“The U.S. government claims that it’s not engaged in hostilities unless U.S. troops are on the ground being shot at by the enemy,” Senator Mike Lee, a Utah Republican and co-sponsor of the resolution, said on the Senate floor last week. “It stretches the imagination, and it stretches the English language beyond its breaking point, to suggest the U.S. military is not engaged in hostilities in Yemen.”
Senator Elizabeth Warren, Democrat of Massachusetts, said the resolution would allow American-backed counterterrorism operations against Al Qaeda in other parts of Yemen to continue, but would “ensure that the United States is not giving the Saudis a blank check to bomb Yemen and worsen the humanitarian crisis.”

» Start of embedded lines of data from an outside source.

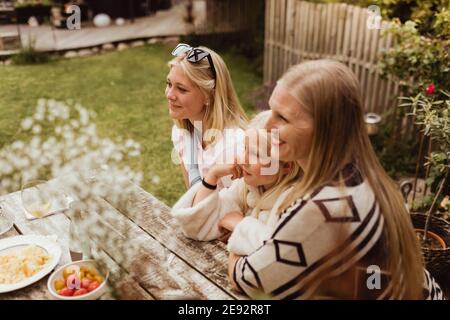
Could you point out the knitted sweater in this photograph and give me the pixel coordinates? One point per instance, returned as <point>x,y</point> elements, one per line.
<point>316,245</point>
<point>200,222</point>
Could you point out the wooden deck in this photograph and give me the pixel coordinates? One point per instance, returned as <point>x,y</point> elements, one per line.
<point>169,265</point>
<point>163,24</point>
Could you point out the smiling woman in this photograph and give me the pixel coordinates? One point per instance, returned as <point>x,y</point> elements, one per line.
<point>203,104</point>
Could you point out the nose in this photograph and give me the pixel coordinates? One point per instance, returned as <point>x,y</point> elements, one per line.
<point>170,95</point>
<point>270,124</point>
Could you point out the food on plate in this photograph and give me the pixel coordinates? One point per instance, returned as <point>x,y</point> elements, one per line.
<point>22,263</point>
<point>78,281</point>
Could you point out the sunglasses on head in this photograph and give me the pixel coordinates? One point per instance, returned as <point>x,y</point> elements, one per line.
<point>194,55</point>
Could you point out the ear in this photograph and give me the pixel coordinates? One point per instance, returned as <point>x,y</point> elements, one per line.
<point>287,167</point>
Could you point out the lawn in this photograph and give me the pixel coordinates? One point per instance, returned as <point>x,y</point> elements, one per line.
<point>126,90</point>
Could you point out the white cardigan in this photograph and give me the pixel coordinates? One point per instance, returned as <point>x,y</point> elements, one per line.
<point>201,222</point>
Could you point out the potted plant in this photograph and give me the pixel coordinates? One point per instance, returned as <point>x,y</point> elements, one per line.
<point>420,62</point>
<point>432,229</point>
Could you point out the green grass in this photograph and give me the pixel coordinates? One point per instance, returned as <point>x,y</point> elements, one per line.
<point>126,90</point>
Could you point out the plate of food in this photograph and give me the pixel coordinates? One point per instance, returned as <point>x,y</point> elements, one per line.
<point>25,260</point>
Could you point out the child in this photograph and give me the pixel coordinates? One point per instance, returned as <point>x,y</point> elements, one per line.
<point>248,207</point>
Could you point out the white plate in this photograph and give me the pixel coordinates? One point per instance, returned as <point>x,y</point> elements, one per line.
<point>51,247</point>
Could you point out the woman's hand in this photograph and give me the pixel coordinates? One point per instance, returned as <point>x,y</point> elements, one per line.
<point>223,170</point>
<point>230,220</point>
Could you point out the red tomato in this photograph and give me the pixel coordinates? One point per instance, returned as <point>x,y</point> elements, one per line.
<point>85,283</point>
<point>66,292</point>
<point>94,285</point>
<point>73,282</point>
<point>80,292</point>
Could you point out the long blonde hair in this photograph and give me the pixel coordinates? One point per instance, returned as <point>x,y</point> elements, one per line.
<point>330,92</point>
<point>223,109</point>
<point>284,181</point>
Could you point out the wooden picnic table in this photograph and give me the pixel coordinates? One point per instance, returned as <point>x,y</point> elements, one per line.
<point>170,266</point>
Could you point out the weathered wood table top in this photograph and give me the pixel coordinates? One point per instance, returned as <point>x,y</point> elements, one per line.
<point>169,265</point>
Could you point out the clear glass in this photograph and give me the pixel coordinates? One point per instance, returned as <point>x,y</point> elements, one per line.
<point>79,246</point>
<point>5,222</point>
<point>36,198</point>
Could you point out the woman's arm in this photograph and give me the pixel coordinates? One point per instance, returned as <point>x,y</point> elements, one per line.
<point>185,175</point>
<point>213,176</point>
<point>232,259</point>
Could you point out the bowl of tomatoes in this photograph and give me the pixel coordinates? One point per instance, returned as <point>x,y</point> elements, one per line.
<point>79,280</point>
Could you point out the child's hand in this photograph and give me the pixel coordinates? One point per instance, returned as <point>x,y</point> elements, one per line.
<point>230,220</point>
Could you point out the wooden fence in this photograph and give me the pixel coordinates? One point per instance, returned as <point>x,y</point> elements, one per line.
<point>298,30</point>
<point>224,16</point>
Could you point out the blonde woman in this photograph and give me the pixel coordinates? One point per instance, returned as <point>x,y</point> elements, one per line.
<point>248,208</point>
<point>345,219</point>
<point>209,119</point>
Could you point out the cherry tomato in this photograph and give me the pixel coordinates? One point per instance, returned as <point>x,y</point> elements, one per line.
<point>67,272</point>
<point>73,282</point>
<point>59,284</point>
<point>85,283</point>
<point>66,292</point>
<point>94,285</point>
<point>80,292</point>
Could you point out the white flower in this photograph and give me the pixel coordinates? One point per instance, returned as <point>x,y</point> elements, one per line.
<point>156,179</point>
<point>27,123</point>
<point>36,129</point>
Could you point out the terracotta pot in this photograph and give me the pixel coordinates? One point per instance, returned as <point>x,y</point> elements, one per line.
<point>433,236</point>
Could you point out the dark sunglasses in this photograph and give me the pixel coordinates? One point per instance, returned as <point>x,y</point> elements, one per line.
<point>194,55</point>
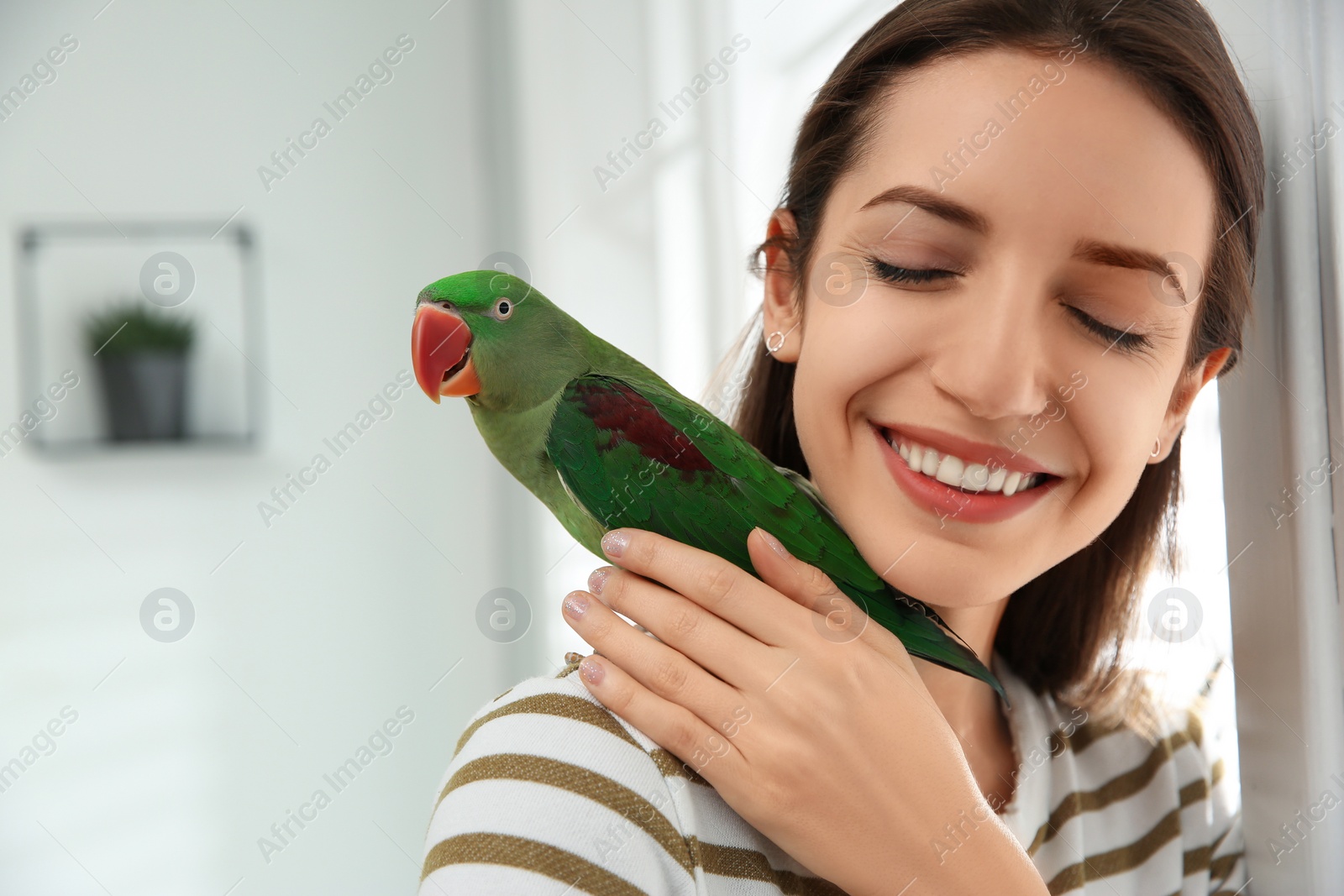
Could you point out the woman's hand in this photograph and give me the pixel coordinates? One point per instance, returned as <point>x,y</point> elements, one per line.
<point>808,719</point>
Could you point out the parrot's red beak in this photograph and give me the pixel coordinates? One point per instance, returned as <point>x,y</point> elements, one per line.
<point>441,354</point>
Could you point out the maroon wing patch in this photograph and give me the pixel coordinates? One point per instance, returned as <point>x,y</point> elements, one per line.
<point>629,417</point>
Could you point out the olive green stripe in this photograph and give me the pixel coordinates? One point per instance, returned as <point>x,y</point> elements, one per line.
<point>582,782</point>
<point>689,852</point>
<point>554,705</point>
<point>734,862</point>
<point>671,766</point>
<point>528,855</point>
<point>1120,860</point>
<point>1119,788</point>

In a sometimes testy Senate Armed Services Committee hearing last week, some senators accused the Pentagon of being complicit in the errant bombing campaign.
“We are enabling the Saudis to continue their battle there,” said Senator Mazie K. Hirono, Democrat of Hawaii.
“We’re not parties to this conflict,” replied Gen. Joseph L. Votel, the head of the Pentagon’s Central Command, which oversees operations in the Middle East.
“We’re helping them,,” Ms. Hirono shot back. “We’re enabling the Saudis.”
American advisers do not give direct or indirect approval on target selection or execution of bombings, Pentagon officials say. Rather, they give advice on targeting procedures and facilitate checks of a list of “no-strike” buildings, like mosques and marketplaces. More recently, they have helped the Saudis to improve the effectiveness of their Patriot antimissile systems, officials said.
“We can help them. We can advise them. We can share our lessons learned on how to more effectively apply their capabilities,” General Votel said.
But the general acknowledged that the military does not track where an American-refueled Saudi jet is going, what targets it strikes or the results of the mission.
Yemen, one of the poorest nations in the Arab world, has been convulsed by civil strife since the Houthis, Shiite rebels from the north aligned with Iran, stormed the capital, Sana, in 2014 and then ousted the government of President Abdu Rabbu Mansour Hadi, the Americans’ main counterterrorism partner.
In March 2015, Saudi Arabia and a coalition of Arab nations began a military campaign aimed at pushing back the Houthis and restoring the government. That campaign has so far failed to do so, and has instead caused the world’s most severe humanitarian crisis, with the worst outbreak of cholera in contemporary history and widespread child malnutrition.
Last year, Saudi Arabia said it was engaging in a $750 million, multiyear training program through the American military, and taking several other measures, to help prevent the accidental killing of civilians in the air campaign against Houthi rebels. It was a tacit acknowledgment of the weaknesses of the Saudi armed forces.
Human rights groups say Saudi Arabia has failed to meet its promises. “Saudi Arabia had made pledges to make its engagement in Yemen less deadly and destructive,” said Scott Paul, a policy specialist on Yemen at Oxfam America. “We do see the stark evidence that the situation has continued to deteriorate — innocent civilians continue to be caught up and killed in this crisis.”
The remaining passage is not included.